La commission fera des propositions sur les relations médias-police, précise Castex

La commission fera des propositions sur les relations médias-police, précise Castex
Manifestation contre la loi de sécurité globale, à Marseille, le 21 novembre 2020

, publié le mercredi 02 décembre 2020 à 17h58

La commission indépendante mise en place par le Premier ministre fera des "propositions sur les relations entre la presse et les forces de sécurité", tandis que la commission des Lois de l'Assemblée va réécrire d'ici 15 jours l'article 24 de la proposition de loi "Sécurité globale", a indiqué mercredi le gouvernement.

"Dans le contexte actuel, notre rôle c'est de calmer le jeu et de remettre le métier sur l'ouvrage, autant que nécessaire", a résumé le chef du gouvernement Jean Castex, interviewé sur BFMTV/RMC.
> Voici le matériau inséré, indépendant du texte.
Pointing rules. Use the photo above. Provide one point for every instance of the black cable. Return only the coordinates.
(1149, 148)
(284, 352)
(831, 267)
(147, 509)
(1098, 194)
L'article 25 du projet de loi sur les principes républicains (qui passera en conseil des ministres le 9 décembre) dont l'objectif n'est "pas très éloigné" de l'article 24, "pourrait être une piste d'aboutissement", "sûrement", a aussi expliqué M. Castex, mais il laisse les "parlementaires faire leur travail".

"Le Parlement va réécrire le texte et la commission (indépendante) va faire des propositions sur les relations entre la presse et les forces de sécurité, il faut aplanir tout ça, il y a des voies de passage", a précisé le Premier ministre.

"Je le dis à vos confrères, ils peuvent compter sur moi, ils peuvent compter sur la majorité parlementaire, ils peuvent bien sûr d'abord compter sur le président de la République pour préserver et conforter la liberté de la presse", a-t-il insisté.

Chapeautée par le président de la Commission nationale consultative des droits de l'Homme (CNCDH), Jean-Marc Burguburu, cette commission devait initialement être chargée de "proposer une nouvelle écriture de l'article 24". Mais cette idée, lancée jeudi dernier, a provoqué une crise politique et institutionnelle entre exécutif et Parlement, déchirant même la majorité.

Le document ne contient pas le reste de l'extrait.